Avatar photo

By


Prisons can deal with disabled people

Prisons have the necessary facilities to deal with people who have similar disabilities to Oscar Pistorius, the High Court in Pretoria heard on Wednesday.


“Disability, we’ve checked, correctional services do have facilities. Psychological services, we’ve [also] checked,” prosecutor Gerrie Nel said.

Nel was cross-examining social worker and probation officer Annette Vergeer on a report she compiled that said the facilities in prisons were not adequately equipped for people with disabilities.

Vergeer said there were not enough psychologists in prisons.

However, Nel said that according to the law, prisoners were allowed to bring in their own psychologists.

Vergeer said because of factors including Pistorius’s disability and state of mind, there were limitations placed on him.

“There are limitations. There are many factors… other than his disability and state of mind like his personality, vulnerability and all other aspects,” she said.

Vergeer admitted that she did not have any statistics on people with disabilities in prison.

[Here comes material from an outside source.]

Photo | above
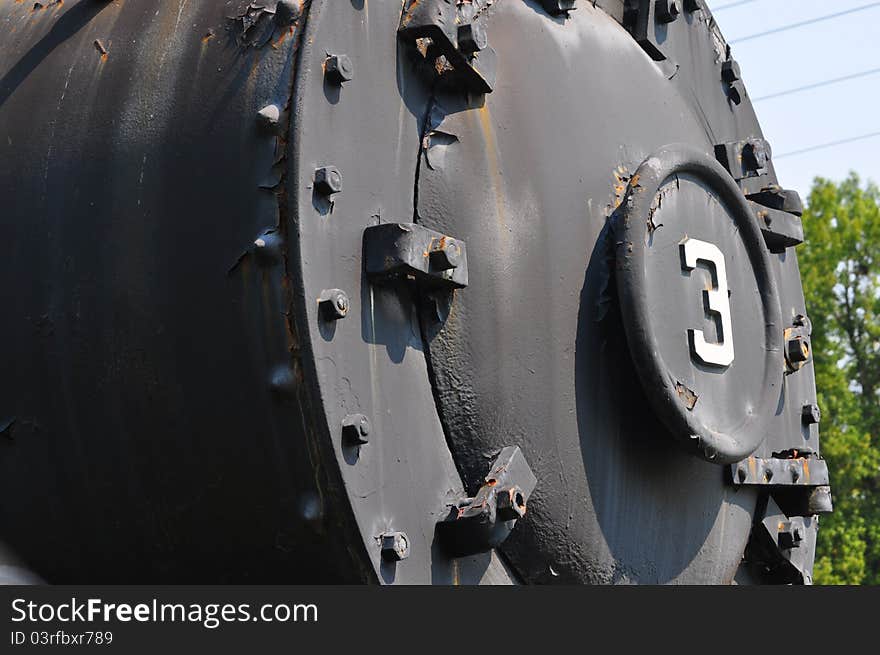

Nel said about 128 disabled people were incarcerated annually.

Vergeer presented her report on Tuesday, which the defence paid her to compile. She said that prisons did not have facilities like baths for physically disabled people and that the prisons were overcrowded and prisoners had to share group cells.

On September 12, Judge Thokozile Masipa convicted Pistorius of culpable homicide on for the Valentine’s Day 2013, shooting of his girlfriend Reeva Steenkamp in his Pretoria townhouse. He was found not guilty of murdering Steenkamp.

Pistorius shot Steenkamp through the locked door of the toilet, apparently thinking she was an intruder about to emerge and attack him. She was hit in the hip, arm, and head.

Pistorius was found guilty of firing a pistol under a table at Tasha’s restaurant in Johannesburg in January 2013 and not guilty of shooting through the open sunroof of a car in Modderfontein on September 30, 2012.